>>117516570.0, 0.1, 0.2, 0.3, 0.4, 0.5, 0.6, 0.7, 0.8, 0.9, 0.01, 0.11, 0.12 ...
This list gives you all the decimals between 0 and 1, but it doesn't give you all the reals
it's not that difficult to list the rationals, consider the list
0, 1/1, -1/1, 1/2, -1/2, 2/1, -2/1, 1/3, -1/3, 2/3, -2/3, 3/1, -3/1, 3/2, -3/2, ...

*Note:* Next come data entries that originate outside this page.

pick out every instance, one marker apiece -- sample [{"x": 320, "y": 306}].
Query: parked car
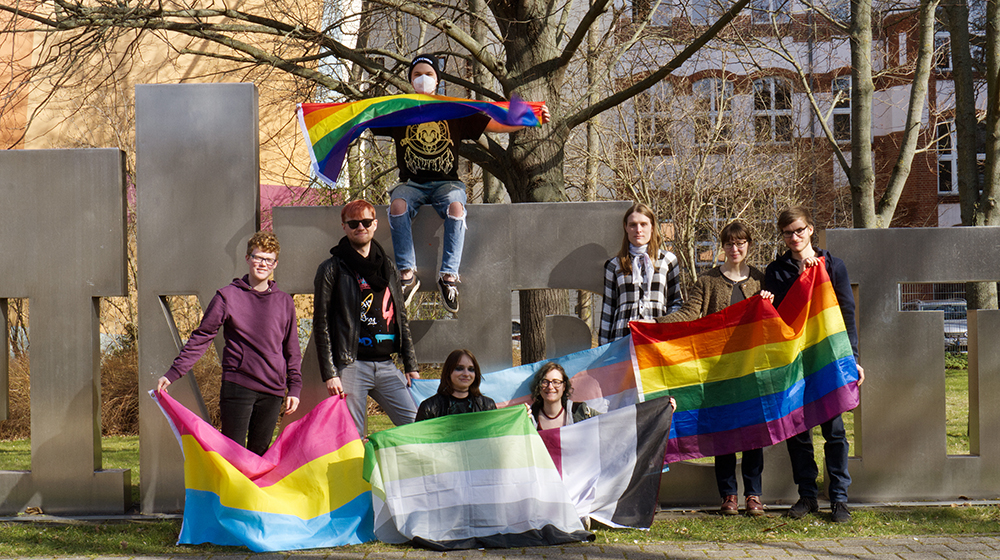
[{"x": 956, "y": 323}]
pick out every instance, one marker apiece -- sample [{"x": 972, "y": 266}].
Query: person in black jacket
[
  {"x": 458, "y": 391},
  {"x": 359, "y": 321},
  {"x": 796, "y": 228}
]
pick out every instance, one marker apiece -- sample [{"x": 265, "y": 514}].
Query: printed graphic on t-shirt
[
  {"x": 377, "y": 331},
  {"x": 427, "y": 148}
]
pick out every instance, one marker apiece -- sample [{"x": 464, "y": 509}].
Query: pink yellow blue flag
[{"x": 307, "y": 491}]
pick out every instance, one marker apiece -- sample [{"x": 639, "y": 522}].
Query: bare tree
[{"x": 528, "y": 47}]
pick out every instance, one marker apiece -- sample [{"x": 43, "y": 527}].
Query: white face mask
[{"x": 424, "y": 84}]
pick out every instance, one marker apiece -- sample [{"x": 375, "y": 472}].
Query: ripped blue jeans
[{"x": 440, "y": 194}]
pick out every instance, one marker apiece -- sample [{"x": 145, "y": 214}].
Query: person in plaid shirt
[{"x": 643, "y": 281}]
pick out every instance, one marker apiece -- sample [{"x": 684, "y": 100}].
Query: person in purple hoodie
[{"x": 261, "y": 362}]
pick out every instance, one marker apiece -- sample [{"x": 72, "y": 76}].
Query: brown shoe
[
  {"x": 730, "y": 506},
  {"x": 754, "y": 507}
]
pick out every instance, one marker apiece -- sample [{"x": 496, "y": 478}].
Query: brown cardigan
[{"x": 712, "y": 292}]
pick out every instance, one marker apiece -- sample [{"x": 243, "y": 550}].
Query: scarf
[
  {"x": 642, "y": 272},
  {"x": 375, "y": 268}
]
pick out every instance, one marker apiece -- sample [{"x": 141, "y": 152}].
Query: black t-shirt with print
[
  {"x": 377, "y": 325},
  {"x": 429, "y": 151}
]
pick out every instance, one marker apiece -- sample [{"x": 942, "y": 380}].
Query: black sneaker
[
  {"x": 802, "y": 508},
  {"x": 410, "y": 288},
  {"x": 449, "y": 295},
  {"x": 839, "y": 513}
]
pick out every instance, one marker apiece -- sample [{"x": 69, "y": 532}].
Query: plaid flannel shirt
[{"x": 623, "y": 297}]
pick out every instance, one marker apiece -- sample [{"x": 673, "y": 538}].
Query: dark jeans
[
  {"x": 725, "y": 473},
  {"x": 248, "y": 417},
  {"x": 804, "y": 470}
]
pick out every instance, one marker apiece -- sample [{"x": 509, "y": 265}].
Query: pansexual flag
[
  {"x": 751, "y": 375},
  {"x": 611, "y": 463},
  {"x": 602, "y": 377},
  {"x": 329, "y": 128},
  {"x": 305, "y": 492},
  {"x": 475, "y": 480}
]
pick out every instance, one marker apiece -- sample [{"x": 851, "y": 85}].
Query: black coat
[{"x": 336, "y": 309}]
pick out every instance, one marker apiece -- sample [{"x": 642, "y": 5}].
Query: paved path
[{"x": 888, "y": 548}]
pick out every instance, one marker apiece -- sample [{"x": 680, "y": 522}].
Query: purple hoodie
[{"x": 262, "y": 343}]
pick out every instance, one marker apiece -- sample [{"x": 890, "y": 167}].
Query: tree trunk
[
  {"x": 862, "y": 88},
  {"x": 535, "y": 305},
  {"x": 915, "y": 109},
  {"x": 987, "y": 207},
  {"x": 978, "y": 295}
]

it may be more obvious that this lists all the rationals if instead you think of the list
0/1, 1/1, 1/2, 1/3, 2/3, 1/4, 3/4, ...
which gives us all rationals in the interval [0,1]. Taking the reciprocal of those (apart from 0) and interspersing them so they're every other element in the list gives us all the positive rationals and 0. Then we can again take the negation of every element on the list and intersperse that in the list as we did before to get all the rationals.
But we haven't done anything controversial here. Now notice that your own listing contains only finite decimals, which can of course be expressed as fractions. You have
0, 1/10, 2/10, 3/10, 4/10, 5/10, 6/10, 7/10, 8/10, 9/10, 1/100, 11/100, 12/10, ...
notice how your own list contains all the finite decimals in the interval [0,1], but it doesn't contain *any* infinite decimals, so for example 1/3 is not on your list. So not only does it not contain all the reals on the interval [0,1], it doesn't even contain all the rationals.